Algorithms
ARTGTO ships two solver algorithms. Both find the same Nash equilibrium — they differ only in how fast they get there.
What CFR does
Counterfactual Regret Minimization (CFR) is the standard algorithm behind every modern GTO solver. It works by playing the game against itself millions of times, tracking how much each decision "regrets" not having taken a different action. Over many iterations, it adjusts the strategy to minimize total regret. The math guarantees that the average strategy converges to Nash equilibrium.
ARTGTO uses Discounted CFR (DCFR), a refinement that puts more weight on recent iterations and less on early noisy ones. This converges faster than basic CFR without changing the result.
HS-DCFR (tuned) — the default
HS-DCFR is a Hyperparameter-Scheduled variant of DCFR. Instead of using fixed discount parameters throughout the solve, it adjusts them on a schedule as iterations progress.

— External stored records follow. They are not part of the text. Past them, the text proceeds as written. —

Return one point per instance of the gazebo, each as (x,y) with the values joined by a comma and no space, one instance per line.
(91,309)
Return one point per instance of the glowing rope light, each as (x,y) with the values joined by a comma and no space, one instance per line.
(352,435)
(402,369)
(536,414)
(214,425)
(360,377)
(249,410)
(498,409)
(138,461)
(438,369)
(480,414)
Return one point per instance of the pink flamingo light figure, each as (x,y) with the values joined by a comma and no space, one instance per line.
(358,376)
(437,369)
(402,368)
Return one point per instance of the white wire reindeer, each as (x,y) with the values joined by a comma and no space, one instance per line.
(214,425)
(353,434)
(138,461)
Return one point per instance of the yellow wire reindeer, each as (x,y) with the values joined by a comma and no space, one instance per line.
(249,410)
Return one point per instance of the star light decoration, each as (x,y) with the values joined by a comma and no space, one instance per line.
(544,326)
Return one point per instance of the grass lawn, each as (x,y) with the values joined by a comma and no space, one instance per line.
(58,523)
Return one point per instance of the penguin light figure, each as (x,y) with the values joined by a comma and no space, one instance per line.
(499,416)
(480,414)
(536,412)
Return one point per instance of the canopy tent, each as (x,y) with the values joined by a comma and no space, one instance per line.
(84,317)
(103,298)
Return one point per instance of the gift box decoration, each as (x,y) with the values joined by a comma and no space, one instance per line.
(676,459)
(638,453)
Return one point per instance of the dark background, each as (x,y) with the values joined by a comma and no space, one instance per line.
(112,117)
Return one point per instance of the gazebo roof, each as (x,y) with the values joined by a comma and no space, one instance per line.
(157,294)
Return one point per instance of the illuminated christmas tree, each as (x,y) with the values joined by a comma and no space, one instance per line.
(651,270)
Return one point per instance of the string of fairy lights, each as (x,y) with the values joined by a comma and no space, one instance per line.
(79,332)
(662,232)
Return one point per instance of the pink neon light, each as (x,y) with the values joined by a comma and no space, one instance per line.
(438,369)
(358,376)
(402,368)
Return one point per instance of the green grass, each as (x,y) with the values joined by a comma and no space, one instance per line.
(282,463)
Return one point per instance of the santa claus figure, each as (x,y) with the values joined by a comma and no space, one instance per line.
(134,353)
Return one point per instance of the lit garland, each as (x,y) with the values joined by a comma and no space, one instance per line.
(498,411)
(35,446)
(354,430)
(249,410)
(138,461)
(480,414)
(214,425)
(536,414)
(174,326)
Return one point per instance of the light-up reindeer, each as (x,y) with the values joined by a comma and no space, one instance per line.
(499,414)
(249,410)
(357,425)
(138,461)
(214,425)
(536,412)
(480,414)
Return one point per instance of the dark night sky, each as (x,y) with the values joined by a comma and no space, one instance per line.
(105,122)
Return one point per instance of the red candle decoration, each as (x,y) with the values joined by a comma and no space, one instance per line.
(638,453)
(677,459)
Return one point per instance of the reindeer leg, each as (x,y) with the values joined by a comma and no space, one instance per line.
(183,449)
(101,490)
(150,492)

In plain terms: the solver starts aggressive (exploring widely), then gradually tightens as it approaches equilibrium. The schedule is shaped to your iteration budget, so it works whether you run 100 iterations or 1000.
Result: HS-DCFR reaches a given exploitability target in roughly 6-13% fewer iterations than legacy DCFR. On a 250-iteration solve, that is 15-30 fewer iterations — shaving real time off every solve. It converges to the same equilibrium, so accuracy is identical.

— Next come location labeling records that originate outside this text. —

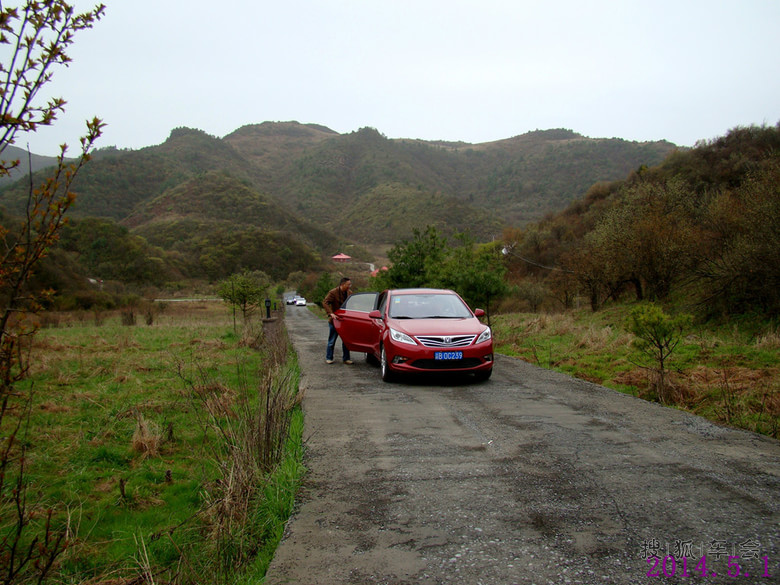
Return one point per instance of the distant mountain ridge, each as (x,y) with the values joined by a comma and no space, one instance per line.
(309,184)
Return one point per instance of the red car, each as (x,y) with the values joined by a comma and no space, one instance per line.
(415,331)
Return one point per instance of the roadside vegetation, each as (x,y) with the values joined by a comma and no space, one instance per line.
(729,374)
(167,452)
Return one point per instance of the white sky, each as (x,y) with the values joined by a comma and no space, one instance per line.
(475,71)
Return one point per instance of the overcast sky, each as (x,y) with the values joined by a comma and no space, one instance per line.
(472,71)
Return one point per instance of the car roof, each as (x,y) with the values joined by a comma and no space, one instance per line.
(412,291)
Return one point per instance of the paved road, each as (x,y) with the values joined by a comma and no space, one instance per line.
(532,477)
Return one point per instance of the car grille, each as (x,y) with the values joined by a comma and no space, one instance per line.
(446,364)
(446,340)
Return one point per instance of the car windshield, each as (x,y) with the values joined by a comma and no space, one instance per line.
(428,306)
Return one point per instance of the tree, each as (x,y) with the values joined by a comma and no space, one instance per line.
(414,262)
(658,336)
(245,291)
(38,35)
(475,272)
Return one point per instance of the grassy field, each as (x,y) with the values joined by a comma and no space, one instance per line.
(149,442)
(729,374)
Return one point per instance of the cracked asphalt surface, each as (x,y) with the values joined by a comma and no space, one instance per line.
(532,477)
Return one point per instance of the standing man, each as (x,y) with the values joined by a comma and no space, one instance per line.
(332,303)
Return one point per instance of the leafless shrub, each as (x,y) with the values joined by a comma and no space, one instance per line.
(147,436)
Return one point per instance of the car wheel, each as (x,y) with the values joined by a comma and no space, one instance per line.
(387,374)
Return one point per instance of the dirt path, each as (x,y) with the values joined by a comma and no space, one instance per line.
(532,477)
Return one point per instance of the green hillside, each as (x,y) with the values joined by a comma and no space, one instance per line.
(284,196)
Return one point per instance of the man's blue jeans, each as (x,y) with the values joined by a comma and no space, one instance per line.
(332,337)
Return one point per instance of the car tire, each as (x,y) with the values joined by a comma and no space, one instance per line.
(387,373)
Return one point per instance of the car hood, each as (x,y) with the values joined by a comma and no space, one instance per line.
(470,326)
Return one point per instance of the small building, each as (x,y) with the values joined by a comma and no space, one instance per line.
(341,257)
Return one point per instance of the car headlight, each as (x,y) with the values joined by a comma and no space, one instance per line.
(401,337)
(486,335)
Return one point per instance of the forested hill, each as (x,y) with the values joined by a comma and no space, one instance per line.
(284,196)
(321,175)
(702,228)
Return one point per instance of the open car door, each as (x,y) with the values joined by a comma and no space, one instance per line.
(356,329)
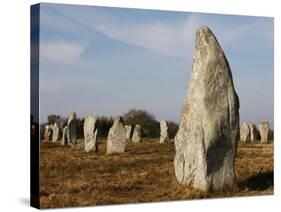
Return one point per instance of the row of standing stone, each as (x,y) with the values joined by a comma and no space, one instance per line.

This is the default. You do not need to change anything to use it.
DCFR (legacy)
The original fixed-parameter DCFR. Uses constant discount parameters throughout the solve:
- alpha = 1.5 (positive-regret discount)
- beta = 0.0 (negative-regret discount — halved every iteration)
- gamma = 2.0 (strategy averaging weight exponent)
- Warmup = 30 iterations (strategy averaging starts after 30 iterations, skipping the noisy early phase)
- Periodic reset = on (resets the strategy average at powers of 4 to discard stale early data)
These were tuned empirically and work well. DCFR is available for users who want exact backward compatibility with earlier versions of ARTGTO.
Where to switch
Go to Settings → Solver → Algorithm. You will see two options:
- HS-DCFR (tuned — fewer iterations) — the default.
- DCFR (legacy, fixed alpha/beta/gamma) — the original.
The choice applies to the next solve. No restart needed.
Why results are identical in the limit
Both algorithms run the same underlying DCFR engine (step_dcfr_alternating). The only difference is the values of three discount parameters (alpha, beta, gamma) and whether they change over time.
CFR's convergence guarantee says: for any positive-weighted averaging scheme (which both use), the average strategy converges to Nash equilibrium as iterations go to infinity. The schedule only affects how fast you get there, not where you end up. At any finite budget, the two results are very slightly different (different iteration counts at the same exploitability), but both are within the solver's reported exploitability bound.